A distance of what????
Initial Ke = (1/2) m v^2
Initial Pe relative to finish point = m g * (distance* sin 20)
Sum is Total initial energy
At the finish point both the Ke and the Pe are zero. Their sum is the work done by friction.
You otherwise could calculate that distance knowing the coef of friction
Friction force = mu m g cos 20
weight component down slope = m g sin 20
net force down slope = m g (sin 20 - mu cos 20) = m a
I assume a comes out negative (braking)
so at stop
0 = 1.32 + a t
solve for t
then average speed = 1.32 / 2
distance down slope = average speed * t
To find the magnitude of the average power generated by friction from start to stop, we need to calculate the work done by friction and divide it by the time it takes for the box to stop.

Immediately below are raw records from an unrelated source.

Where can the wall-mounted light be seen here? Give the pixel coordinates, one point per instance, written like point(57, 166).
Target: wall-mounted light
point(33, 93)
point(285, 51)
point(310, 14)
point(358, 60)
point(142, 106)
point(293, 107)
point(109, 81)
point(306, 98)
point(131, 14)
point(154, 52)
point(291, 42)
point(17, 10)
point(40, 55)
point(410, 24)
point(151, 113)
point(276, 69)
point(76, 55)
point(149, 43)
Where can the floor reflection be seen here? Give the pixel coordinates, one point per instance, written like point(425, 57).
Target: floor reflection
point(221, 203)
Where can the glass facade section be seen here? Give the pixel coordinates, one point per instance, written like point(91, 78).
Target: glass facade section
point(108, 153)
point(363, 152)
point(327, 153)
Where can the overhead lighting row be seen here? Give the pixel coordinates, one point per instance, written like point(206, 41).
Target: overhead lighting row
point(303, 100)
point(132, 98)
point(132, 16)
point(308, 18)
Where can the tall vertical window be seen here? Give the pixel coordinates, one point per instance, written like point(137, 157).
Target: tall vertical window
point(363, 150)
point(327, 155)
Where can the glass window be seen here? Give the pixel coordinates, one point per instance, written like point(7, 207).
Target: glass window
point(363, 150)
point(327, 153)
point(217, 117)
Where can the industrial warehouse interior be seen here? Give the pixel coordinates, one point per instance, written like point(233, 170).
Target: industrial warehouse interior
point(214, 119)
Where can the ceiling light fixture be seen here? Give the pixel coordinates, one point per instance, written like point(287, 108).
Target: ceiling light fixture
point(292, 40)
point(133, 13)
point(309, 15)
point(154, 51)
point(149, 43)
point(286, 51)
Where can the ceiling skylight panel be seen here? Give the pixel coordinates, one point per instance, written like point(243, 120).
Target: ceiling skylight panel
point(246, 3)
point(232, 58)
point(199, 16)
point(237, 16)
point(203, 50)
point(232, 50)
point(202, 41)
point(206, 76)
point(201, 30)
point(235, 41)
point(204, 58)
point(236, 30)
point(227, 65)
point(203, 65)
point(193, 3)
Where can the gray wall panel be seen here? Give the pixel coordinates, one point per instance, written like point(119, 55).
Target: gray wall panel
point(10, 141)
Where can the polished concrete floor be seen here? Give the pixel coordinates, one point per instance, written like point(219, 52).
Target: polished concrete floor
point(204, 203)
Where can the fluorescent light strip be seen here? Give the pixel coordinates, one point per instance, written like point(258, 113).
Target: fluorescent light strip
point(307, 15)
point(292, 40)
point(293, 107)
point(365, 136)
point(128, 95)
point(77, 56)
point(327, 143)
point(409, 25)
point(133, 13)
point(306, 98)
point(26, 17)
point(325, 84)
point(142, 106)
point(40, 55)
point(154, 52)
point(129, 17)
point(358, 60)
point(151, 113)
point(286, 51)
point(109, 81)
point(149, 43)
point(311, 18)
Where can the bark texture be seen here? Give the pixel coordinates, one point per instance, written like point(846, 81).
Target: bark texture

Let's break down the problem step by step:
Step 1: Calculate the gravitational force acting on the box.
The gravitational force is given by the formula: Fg = m * g, where m is the mass of the box and g is the acceleration due to gravity (approximately 9.8 m/s^2). So, Fg = 14.3 kg * 9.8 m/s^2 = 140.14 N.

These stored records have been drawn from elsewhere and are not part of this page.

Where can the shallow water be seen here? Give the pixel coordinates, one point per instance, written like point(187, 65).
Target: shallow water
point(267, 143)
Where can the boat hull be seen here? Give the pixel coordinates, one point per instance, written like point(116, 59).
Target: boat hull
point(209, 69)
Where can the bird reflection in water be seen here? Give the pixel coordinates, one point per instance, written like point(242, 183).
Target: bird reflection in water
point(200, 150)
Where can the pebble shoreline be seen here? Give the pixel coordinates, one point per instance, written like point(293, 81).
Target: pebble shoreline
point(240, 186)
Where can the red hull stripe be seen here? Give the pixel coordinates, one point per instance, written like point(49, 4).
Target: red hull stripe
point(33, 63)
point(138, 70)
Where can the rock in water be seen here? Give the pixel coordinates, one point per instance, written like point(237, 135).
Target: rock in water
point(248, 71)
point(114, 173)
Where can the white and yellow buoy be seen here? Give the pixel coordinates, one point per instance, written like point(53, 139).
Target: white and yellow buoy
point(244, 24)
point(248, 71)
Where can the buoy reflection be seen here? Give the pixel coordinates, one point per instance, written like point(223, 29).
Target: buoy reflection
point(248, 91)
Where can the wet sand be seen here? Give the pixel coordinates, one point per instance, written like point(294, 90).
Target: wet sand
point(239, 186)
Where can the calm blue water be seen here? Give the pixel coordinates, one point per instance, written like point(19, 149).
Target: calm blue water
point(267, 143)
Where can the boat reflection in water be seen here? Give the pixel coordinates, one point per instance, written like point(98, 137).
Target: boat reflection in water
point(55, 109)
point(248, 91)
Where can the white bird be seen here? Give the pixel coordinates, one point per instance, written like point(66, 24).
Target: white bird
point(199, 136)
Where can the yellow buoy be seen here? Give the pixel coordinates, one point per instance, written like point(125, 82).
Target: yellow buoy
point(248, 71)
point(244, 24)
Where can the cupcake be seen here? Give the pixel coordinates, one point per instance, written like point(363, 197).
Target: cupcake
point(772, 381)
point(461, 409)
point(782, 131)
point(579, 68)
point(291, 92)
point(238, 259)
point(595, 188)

Step 2: Calculate the component of the gravitational force parallel to the inclined plane.
The component of the gravitational force parallel to the inclined plane is Fg_parallel = Fg * sin(θ), where θ is the angle of the inclined plane (20 degrees). So, Fg_parallel = 140.14 N * sin(20 degrees) = 47.7 N.
Step 3: Calculate the force of kinetic friction.
The force of kinetic friction is given by the formula: Ffriction = μ * Fg_parallel, where μ is the coefficient of kinetic friction (0.51). So, Ffriction = 0.51 * 47.7 N = 24.35 N.
Step 4: Calculate the work done by friction.
The work done by friction is given by the formula: W = Ffriction * d, where d is the distance the box slides before stopping (0.17 m). So, W = 24.35 N * 0.17 m = 4.1355 J.
Step 5: Calculate the time taken to stop.
The time taken to stop can be calculated using the equation of motion: v = u + at, where v is the final velocity (0 m/s), u is the initial velocity (1.32 m/s), a is the acceleration (which can be calculated using a = Fnet / m), and t is the time taken. The net force acting on the box is the difference between the gravitational force parallel to the plane and the force of friction, so Fnet = Fg_parallel - Ffriction.
First, calculate the net force: Fnet = 47.7 N - 24.35 N = 23.35 N.
Then, calculate the acceleration: a = Fnet / m = 23.35 N / 14.3 kg = 1.63 m/s^2.
Now, we can use the equation v = u + at to find t:
0 m/s = 1.32 m/s - 1.63 m/s^2 * t.
Solving for t, we get t = 0.81 s.
Step 6: Calculate the average power.
The average power can be calculated using the formula: P = W / t, where P is the average power, W is the work done, and t is the time taken. So, P = 4.1355 J / 0.81 s = 5.10 W.
Therefore, the magnitude of the average power generated by friction from start to stop is 5.10 Watts.